Using GoTaq® Green Master Mix to Amplify First-Strand cDNA Synthesized Using the ImProm-II™ Reverse Transcription System
We next used GoTaq® Green Master Mix in the PCR amplification of two-step RT-PCR with the ImProm-II™ Reverse Transcription System (Cat.# A3800). In these experiments we amplified a 540bp ß-actin fragment from total mouse liver RNA. The reverse transcription reaction was performed as described in the ImProm-II™ Reverse Transcription System Technical Manual #TM236(5)
using the Oligo(dT)15 Primer (Cat.# C1101). The 20µl RT reaction was added to 50µl GoTaq® Green Master Mix and target-specific primers, and the PCR amplification volume was brought to a total of 100µl.
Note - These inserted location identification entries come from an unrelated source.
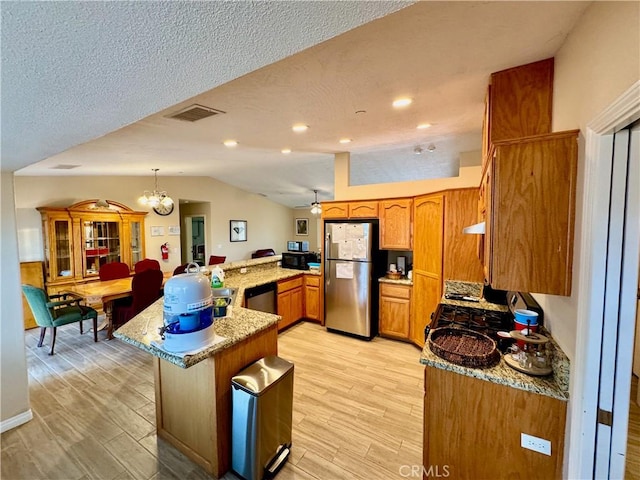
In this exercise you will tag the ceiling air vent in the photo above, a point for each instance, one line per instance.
(63, 166)
(195, 113)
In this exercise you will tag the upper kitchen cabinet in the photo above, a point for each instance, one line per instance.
(461, 260)
(528, 199)
(337, 210)
(396, 223)
(427, 261)
(363, 209)
(81, 238)
(518, 103)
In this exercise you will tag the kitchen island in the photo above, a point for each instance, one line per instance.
(193, 392)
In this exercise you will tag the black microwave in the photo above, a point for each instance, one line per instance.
(294, 246)
(298, 260)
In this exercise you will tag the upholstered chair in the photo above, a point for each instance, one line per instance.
(146, 288)
(57, 310)
(146, 264)
(114, 270)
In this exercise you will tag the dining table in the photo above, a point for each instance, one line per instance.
(107, 292)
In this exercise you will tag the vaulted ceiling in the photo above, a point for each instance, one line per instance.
(93, 84)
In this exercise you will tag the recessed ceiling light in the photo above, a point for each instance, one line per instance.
(402, 102)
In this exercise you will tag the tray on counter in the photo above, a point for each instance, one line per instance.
(464, 347)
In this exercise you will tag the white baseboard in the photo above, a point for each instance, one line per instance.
(16, 421)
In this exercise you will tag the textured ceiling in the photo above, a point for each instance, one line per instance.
(438, 53)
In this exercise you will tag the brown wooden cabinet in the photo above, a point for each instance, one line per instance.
(367, 209)
(312, 296)
(519, 102)
(474, 427)
(428, 215)
(395, 310)
(529, 191)
(335, 210)
(460, 256)
(395, 223)
(359, 209)
(31, 273)
(81, 238)
(290, 301)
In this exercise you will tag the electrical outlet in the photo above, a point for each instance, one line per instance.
(536, 444)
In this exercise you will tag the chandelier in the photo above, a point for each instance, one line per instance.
(155, 198)
(316, 208)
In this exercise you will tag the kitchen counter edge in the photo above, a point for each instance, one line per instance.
(554, 386)
(241, 324)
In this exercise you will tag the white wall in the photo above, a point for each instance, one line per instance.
(14, 393)
(313, 238)
(469, 176)
(599, 60)
(269, 224)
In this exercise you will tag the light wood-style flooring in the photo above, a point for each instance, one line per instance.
(357, 411)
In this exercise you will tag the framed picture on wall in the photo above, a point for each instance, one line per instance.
(302, 226)
(238, 230)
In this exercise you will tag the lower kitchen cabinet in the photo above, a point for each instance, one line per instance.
(290, 301)
(395, 310)
(473, 428)
(312, 297)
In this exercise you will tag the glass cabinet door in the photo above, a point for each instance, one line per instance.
(136, 242)
(63, 261)
(101, 245)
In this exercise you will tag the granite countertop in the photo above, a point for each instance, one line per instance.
(471, 289)
(240, 323)
(401, 281)
(555, 385)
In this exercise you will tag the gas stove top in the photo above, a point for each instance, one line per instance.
(487, 322)
(481, 320)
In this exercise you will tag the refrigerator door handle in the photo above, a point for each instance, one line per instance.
(327, 244)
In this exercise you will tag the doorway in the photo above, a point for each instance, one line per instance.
(606, 311)
(195, 246)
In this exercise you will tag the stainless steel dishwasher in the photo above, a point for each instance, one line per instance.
(262, 298)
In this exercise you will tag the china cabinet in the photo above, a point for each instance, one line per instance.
(81, 238)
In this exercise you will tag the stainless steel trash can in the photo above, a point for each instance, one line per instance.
(262, 406)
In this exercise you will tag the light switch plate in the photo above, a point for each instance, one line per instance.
(536, 444)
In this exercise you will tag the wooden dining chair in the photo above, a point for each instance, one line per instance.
(114, 270)
(216, 260)
(146, 264)
(146, 288)
(57, 310)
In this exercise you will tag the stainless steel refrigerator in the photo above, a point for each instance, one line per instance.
(350, 290)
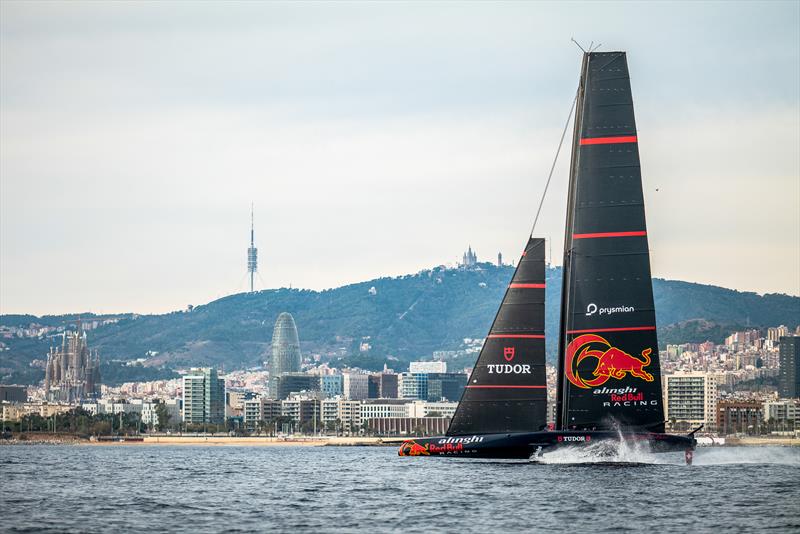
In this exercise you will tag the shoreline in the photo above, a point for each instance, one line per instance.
(301, 441)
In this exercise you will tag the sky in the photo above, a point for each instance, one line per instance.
(374, 139)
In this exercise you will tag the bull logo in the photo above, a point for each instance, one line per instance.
(611, 361)
(412, 448)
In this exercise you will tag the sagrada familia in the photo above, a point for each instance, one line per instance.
(73, 371)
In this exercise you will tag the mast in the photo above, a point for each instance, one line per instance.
(609, 372)
(566, 268)
(507, 389)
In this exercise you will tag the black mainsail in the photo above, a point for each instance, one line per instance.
(507, 390)
(609, 371)
(609, 380)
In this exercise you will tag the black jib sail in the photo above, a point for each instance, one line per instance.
(609, 370)
(507, 390)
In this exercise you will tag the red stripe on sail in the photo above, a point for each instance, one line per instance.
(626, 329)
(516, 336)
(640, 233)
(608, 140)
(508, 387)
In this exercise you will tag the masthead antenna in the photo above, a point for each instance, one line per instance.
(578, 44)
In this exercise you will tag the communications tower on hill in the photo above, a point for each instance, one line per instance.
(252, 253)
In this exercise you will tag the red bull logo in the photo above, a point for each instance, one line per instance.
(412, 448)
(611, 361)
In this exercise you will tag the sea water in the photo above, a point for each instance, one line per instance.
(370, 489)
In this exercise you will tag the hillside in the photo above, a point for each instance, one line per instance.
(404, 318)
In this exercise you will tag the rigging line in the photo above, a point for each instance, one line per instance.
(555, 160)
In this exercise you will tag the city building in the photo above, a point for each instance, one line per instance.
(331, 385)
(259, 410)
(431, 409)
(13, 393)
(355, 386)
(432, 386)
(412, 386)
(690, 400)
(203, 396)
(789, 373)
(408, 426)
(374, 387)
(740, 417)
(388, 388)
(427, 367)
(469, 259)
(446, 386)
(72, 372)
(304, 411)
(286, 357)
(384, 408)
(288, 383)
(344, 415)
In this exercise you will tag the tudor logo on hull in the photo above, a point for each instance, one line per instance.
(611, 362)
(508, 369)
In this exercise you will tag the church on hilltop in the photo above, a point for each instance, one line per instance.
(73, 371)
(470, 259)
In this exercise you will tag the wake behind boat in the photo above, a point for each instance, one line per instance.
(609, 375)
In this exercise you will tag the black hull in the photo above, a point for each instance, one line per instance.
(525, 445)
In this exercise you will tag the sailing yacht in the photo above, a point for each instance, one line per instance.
(609, 377)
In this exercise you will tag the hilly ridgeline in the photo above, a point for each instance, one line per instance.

Figure 2 shows that we were able to amplify the 540bp fragment when less than 100pg of RNA was used in the initial RT reaction.
One concern with two-step RT-PCR is carryover of components such as nucleotides, MgCl2 and other buffer components from the RT reaction to the PCR. We repeated the RT-PCR amplification of the 540bp ß-actin fragment using the ImProm-II™ Reverse Transcription System and GoTaq® Green Master Mix, but this time we only used 40µl GoTaq® Green Master Mix in the 100µl PCR amplification. This reduces the amount of Taq DNA polymerase in the reaction, but accounts somewhat for carryover of magnesium and other components from the RT reaction. Figure 3 shows that we successfully amplified the ß-actin fragment even when as little as 10pg total RNA was used in the initial RT reaction.
When the amplification of a template is highly dependent on precise concentrations of salts and other reaction components, we recommend using GoTaq® Flexi DNA Polymerase, which allows you to optimize the magnesium, dNTP and buffer concentrations in your reactions(6)
. Both the 5X Green GoTaq® Flexi Buffer and the 5X Colorless GoTaq® Flexi Buffer are provided, allowing you to choose to load directly to gel or perform absorbance readings on your amplified DNA.
The GoTaq® Green Master Mix provides the convenience and flexibility you need to screen multiple samples using RT-PCR. You can go directly from your reverse transcription reaction (1–20µl volume) to PCR and then load samples directly from PCR onto an agarose gel for analysis. If you have an amplimer that requires specific magnesium concentrations, you can choose GoTaq® Flexi DNA Polymerase to design the reaction that works for your experimental system.